Drôle d’affiche : Nathalie Stutzmann dirige l’Orchestre de chambre de Paris dans des pages de grands compositeurs français. Une prêtresse du baroque à la tête d’un ensemble résolument « chambriste » s’aventure dans un répertoire romantique pour l’essentiel, par le biais d’un programme bizarrement ficelé : symphonique en première partie avec la seule Sinfonietta de Poulenc, lyrique après l’entracte en un mélange inhabituel de chœurs et d’airs de basse extraits d’opéras français. Pour ajouter à l’insolite, un chanteur russe à peu près inconnu des scènes françaises joue les guest stars. Le genre de soirée où, selon l’expression populaire, ça passe ou ça casse.

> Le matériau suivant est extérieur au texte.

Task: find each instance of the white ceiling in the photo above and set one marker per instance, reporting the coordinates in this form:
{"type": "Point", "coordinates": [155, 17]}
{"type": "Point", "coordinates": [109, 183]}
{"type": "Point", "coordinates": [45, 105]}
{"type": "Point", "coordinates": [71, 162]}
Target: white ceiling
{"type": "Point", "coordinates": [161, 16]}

À vrai dire, ça passe d’abord avec une Sinfonietta menée bon train. Dans cette pièce voulue comme un hommage à Joseph Haydn, Nathalie Stutzmann parvient à souligner ce qui relève du pastiche ou du sentiment. Prendre le recul nécessaire pour que coexistent harmonieusement les deux visages de Poulenc : le moine et voyou. Comparé à l’aridité de l’Accademia Bizantina la veille, l’Orchestre de chambre de Paris offre une jungle de sonorités, profuses, généreuses, touffues en ce que l’adjectif peut avoir de plus flatteur, c’est-à-dire denses et luxuriantes.

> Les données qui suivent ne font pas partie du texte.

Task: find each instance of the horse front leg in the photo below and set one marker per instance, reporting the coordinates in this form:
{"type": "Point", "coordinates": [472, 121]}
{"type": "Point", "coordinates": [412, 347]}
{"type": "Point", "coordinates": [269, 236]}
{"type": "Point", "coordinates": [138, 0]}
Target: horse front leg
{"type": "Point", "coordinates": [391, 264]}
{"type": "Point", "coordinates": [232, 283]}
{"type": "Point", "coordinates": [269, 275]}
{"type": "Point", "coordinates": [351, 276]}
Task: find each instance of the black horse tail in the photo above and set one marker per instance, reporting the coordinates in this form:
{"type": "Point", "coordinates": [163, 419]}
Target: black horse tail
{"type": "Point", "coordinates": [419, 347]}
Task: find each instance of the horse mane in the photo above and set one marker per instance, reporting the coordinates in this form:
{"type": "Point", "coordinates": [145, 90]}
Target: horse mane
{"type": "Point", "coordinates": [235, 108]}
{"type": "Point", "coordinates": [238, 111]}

Puis, dans la deuxième partie, ça casse. Sans que l’orchestre et sa direction soient d’ailleurs à remettre en cause. Qu’il s’agisse de Bizet, Berlioz ou Gounod, Nathalie Stutzmann continue d’impulser à des partitions dissemblables le mouvement nécessaire à l’expression de leur générosité et l’Orchestre de chambre de Paris sait éviter les effets faciles ou bruyants. Mais le jeune Chœur de Paris est, comme son nom l’indique, jeune, et son effectif s’avère trop réduit pour faire le poids face à la prodigalité instrumentale, dans des numéros que l’on a l’habitude d’entendre interprétés par des forces superlatives. Les ténors évoquent une cohorte de soldats en déroute. Les sopranos, dans leurs notes les plus aigües, s’égaillent. Bref, les troupes chorales avancent d’un même pas mal assuré.
Les interventions d’Alexander Vinogradov sonnent la débâcle. La basse russe possède un timbre d’une noble noirceur, une longueur confortable et une projection à faire trembler les murs. C’est beaucoup et ce n’est pas assez. Plus que l’exotisme de l’accent, plus que l’intonation instable, l’émission nasale et pas mal de sons épouvantables, le style laisse à désirer. Qu’Escamillo ne soit pas distingué, que Méphistophélès chez Gounod ait le rire gras, passe encore mais dans La Damnation de Faust, le trait épais disqualifie l’interprétation. Pas bégueule, le public applaudit de bon cœur. Sa mansuétude ne sera pas récompensée : la soirée se termine sans un bis.